September 20, 2005

Tell Your Marketing Partners To Leave Us Alone

A woman whose baby died suddenly, 31 weeks into her pregnancy, writes of having to deal with the steady stream of baby marketing material triggered by her registering at a parenting/pregnancy website:

I dread opening my mailbox to see what the next installment will be in this eerie narrative of my daughter's parallel life as a consumer. It is hard enough to be without her. I am trying to heal and move forward with my life. The advertisements make that process much harder.

It took four phone calls to the baby formula company to get them to take my name off their list. The first three, made by me, did not work. After the third call, I hung up in tears and called my husband.

"I'll handle this," Ira said.

She decided to take careful note of the companies that send material, some even after repeated requests to be removed from mailing lists, and to boycott them. Forever.

A Lost Baby, and the Pain of Endless Reminders in the Mail [nyt]

5 Comments

Good for her. I read this tonight and felt horrible for her; at the same time, with a sinking heart, I decided that the companies in question don't care that they've forever alienated a potential customer. Most likely, the new customers they pick up this way is much larger than any potential boycotters, so for them it makes business sense.

One place that also might have sold her info is a maternity wear store. When I bought maternity gear, the stores always asked my due date if I wasn't already in their computers.

Motherhood Maternity is the sell out devil! They are the only people (other than my OB) that had my due date and I got innundated with junk mail and samples. So, boycott Motherhood for selling their customer information (no matter how desperate you are for a tank top when you're on vacation - do NOT shop there)!

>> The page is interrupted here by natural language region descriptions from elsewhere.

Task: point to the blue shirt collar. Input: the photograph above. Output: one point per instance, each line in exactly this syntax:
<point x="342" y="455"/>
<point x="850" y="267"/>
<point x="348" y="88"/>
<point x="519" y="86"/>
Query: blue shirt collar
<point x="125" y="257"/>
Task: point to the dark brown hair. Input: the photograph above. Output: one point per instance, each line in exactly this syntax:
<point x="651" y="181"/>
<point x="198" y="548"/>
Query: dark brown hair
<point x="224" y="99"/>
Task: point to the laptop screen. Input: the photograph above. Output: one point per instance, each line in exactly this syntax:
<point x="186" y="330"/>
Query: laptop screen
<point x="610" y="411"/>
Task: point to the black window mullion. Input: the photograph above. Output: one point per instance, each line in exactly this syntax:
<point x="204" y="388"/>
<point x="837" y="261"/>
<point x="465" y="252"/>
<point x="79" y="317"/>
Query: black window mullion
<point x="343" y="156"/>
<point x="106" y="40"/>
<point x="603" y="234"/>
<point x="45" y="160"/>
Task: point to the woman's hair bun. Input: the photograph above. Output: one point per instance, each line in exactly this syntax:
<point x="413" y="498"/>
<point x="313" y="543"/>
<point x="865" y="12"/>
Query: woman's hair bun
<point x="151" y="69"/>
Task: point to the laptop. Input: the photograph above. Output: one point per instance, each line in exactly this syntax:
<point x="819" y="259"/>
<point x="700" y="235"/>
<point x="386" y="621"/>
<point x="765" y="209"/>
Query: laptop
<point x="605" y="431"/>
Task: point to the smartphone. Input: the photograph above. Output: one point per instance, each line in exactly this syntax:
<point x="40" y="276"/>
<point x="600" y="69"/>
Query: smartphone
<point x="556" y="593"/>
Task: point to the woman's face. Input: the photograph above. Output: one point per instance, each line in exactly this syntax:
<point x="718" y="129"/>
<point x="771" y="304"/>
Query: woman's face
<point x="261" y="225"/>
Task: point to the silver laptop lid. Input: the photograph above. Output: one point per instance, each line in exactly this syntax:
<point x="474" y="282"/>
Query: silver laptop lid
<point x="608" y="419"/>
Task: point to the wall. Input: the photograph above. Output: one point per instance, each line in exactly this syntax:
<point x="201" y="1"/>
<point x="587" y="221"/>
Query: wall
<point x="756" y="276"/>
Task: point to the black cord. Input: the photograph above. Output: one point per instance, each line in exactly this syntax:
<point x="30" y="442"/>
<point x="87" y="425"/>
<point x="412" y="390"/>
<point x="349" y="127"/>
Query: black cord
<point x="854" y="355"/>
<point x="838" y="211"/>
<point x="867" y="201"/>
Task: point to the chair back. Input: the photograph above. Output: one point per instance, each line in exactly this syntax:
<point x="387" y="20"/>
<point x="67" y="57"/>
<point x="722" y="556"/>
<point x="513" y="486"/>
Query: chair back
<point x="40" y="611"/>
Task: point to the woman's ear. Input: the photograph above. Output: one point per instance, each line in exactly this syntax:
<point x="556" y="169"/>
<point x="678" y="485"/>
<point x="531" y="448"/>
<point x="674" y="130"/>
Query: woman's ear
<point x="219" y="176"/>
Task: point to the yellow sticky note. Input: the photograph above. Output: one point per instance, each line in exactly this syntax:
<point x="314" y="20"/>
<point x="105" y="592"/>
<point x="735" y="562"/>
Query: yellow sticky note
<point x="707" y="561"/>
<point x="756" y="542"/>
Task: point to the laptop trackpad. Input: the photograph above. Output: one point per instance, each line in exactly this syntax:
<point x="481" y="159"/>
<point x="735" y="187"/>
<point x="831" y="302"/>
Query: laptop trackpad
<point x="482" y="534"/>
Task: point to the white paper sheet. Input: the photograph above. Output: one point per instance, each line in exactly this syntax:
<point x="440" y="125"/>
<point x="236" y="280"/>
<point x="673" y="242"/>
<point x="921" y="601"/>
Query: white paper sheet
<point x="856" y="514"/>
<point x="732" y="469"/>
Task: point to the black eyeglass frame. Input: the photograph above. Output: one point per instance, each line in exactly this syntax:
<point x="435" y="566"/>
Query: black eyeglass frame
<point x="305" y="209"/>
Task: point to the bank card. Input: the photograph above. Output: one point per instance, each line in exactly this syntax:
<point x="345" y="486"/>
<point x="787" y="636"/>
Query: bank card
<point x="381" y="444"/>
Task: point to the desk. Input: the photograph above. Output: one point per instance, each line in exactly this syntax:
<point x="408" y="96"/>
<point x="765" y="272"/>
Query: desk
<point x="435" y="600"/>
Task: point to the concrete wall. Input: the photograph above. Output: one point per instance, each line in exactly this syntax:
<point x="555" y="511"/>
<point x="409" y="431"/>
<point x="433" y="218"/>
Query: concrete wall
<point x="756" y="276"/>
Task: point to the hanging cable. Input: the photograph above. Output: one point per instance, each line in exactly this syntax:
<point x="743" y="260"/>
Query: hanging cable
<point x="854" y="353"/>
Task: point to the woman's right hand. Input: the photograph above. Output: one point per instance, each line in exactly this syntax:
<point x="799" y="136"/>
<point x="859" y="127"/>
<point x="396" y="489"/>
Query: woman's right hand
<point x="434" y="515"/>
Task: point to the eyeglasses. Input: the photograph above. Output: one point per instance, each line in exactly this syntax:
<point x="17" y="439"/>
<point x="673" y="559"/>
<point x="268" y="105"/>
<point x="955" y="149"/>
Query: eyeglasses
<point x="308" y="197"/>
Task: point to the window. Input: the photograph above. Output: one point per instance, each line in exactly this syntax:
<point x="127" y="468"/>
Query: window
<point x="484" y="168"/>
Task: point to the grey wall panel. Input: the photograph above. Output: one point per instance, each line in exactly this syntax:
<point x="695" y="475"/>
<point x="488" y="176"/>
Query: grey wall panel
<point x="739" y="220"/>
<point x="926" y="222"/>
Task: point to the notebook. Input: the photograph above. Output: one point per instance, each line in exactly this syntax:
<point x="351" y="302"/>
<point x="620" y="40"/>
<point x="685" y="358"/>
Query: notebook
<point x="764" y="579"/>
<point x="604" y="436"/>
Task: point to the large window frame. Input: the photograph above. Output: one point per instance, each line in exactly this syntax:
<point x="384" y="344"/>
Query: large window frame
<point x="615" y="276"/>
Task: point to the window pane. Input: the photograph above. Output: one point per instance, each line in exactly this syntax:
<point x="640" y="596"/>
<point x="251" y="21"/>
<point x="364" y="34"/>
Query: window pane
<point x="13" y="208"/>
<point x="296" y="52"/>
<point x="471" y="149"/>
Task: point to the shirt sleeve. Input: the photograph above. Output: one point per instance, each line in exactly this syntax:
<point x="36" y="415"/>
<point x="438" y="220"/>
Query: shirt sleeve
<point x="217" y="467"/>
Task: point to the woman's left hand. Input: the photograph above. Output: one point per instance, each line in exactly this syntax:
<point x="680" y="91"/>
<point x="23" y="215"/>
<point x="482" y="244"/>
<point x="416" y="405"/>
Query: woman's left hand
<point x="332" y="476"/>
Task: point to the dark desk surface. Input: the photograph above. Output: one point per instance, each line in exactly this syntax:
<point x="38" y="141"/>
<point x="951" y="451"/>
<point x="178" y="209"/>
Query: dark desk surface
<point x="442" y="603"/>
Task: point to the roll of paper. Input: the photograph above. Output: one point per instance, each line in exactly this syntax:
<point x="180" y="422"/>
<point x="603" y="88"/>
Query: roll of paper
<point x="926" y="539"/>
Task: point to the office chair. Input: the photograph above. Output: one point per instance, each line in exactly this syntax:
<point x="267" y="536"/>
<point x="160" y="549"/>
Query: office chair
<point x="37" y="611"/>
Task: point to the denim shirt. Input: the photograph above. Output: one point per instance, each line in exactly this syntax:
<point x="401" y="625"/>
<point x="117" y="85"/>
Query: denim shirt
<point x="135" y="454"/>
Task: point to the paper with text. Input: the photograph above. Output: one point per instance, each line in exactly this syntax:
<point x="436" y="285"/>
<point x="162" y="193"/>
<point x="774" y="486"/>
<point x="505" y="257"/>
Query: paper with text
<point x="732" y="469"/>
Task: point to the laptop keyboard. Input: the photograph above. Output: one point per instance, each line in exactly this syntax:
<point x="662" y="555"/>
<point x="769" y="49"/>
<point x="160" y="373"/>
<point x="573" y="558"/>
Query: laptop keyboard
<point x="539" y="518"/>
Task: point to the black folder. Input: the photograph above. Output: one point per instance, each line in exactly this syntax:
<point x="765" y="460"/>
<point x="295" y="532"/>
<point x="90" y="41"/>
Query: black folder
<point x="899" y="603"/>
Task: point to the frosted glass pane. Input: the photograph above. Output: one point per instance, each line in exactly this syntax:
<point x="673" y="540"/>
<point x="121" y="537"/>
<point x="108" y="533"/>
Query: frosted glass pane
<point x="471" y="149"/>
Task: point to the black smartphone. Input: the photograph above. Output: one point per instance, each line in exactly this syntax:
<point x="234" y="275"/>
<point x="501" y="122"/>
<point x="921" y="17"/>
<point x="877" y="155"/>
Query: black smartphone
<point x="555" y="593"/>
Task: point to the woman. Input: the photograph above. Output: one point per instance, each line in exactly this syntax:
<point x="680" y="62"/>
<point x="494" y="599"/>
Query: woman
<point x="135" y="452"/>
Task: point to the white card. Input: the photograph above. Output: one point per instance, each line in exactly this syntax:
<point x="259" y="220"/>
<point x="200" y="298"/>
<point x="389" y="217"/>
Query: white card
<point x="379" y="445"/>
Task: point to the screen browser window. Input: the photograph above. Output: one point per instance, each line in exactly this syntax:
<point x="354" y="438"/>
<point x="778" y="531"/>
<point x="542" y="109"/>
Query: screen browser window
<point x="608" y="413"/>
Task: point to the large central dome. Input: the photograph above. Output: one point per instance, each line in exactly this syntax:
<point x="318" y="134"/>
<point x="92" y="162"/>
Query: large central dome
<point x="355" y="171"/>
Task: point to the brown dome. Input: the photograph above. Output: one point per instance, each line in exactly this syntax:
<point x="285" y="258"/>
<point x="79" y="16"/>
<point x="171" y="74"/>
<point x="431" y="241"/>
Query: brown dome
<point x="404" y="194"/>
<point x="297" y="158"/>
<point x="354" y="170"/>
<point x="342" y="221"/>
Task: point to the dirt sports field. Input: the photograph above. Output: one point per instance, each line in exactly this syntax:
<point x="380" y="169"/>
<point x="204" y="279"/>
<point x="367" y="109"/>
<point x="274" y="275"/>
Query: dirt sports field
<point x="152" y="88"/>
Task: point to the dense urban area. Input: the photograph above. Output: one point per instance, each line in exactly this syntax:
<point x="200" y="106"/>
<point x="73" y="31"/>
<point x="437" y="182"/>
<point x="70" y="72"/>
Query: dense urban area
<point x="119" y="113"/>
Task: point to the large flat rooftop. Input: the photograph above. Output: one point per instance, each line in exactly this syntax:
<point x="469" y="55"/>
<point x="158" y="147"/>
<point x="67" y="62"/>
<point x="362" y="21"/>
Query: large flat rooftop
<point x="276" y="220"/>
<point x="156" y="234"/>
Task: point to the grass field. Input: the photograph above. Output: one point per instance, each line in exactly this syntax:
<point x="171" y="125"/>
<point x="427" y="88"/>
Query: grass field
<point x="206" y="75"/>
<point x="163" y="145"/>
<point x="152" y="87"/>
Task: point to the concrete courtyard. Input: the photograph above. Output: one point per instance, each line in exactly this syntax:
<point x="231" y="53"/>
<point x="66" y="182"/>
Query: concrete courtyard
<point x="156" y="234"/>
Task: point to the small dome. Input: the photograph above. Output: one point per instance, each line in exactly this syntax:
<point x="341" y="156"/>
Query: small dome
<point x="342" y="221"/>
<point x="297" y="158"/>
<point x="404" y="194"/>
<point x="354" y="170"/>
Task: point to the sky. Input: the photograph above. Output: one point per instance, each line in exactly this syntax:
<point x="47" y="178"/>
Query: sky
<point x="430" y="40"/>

when i miscarried at the end of my first trimester i hadn't outed myself ANYWHERE. i'd registered for babycenter but left only an email address. i hadn't been to a maternity store or signed up with my name or street address anywhere online.

so the ONLY explanation i have for the flood of formula, diaper samples, coupons for chain-store baby photo studios, etc. was my insurance company. which is really sick and wrong.

While I agree it sucks that it's so insanely difficult to get off these lists, it _is_ kind of nice to get a steady stream of free stuff after having a kid. We've gotten posters, calenders, baby books, formula, diapers, diaper creme, nursing pads, etc, etc.

Marjorie, I am not going to defend any insurance company, but it would be a gross and blatant violation of Federal Law if they provided any marketing companies with you data. Even by only providing an email address, huge marketing firms buy the data from a place like babycenter.com and then cross reference that email address against other companies that you have done business with and have provided the same email address and a physical address. Bingo, in a few hours you could be on a list, which then multiplies rather quickly. To put this in perspective, Wal-Mart's servers in Bentonville, AR have more data stored on them than what is available on the ENTIRE Internet worldwide, about twice as much data. (and purchasing patterns dating back to the 50's). I hate to say it but its almost impossible NOT to be marketed to.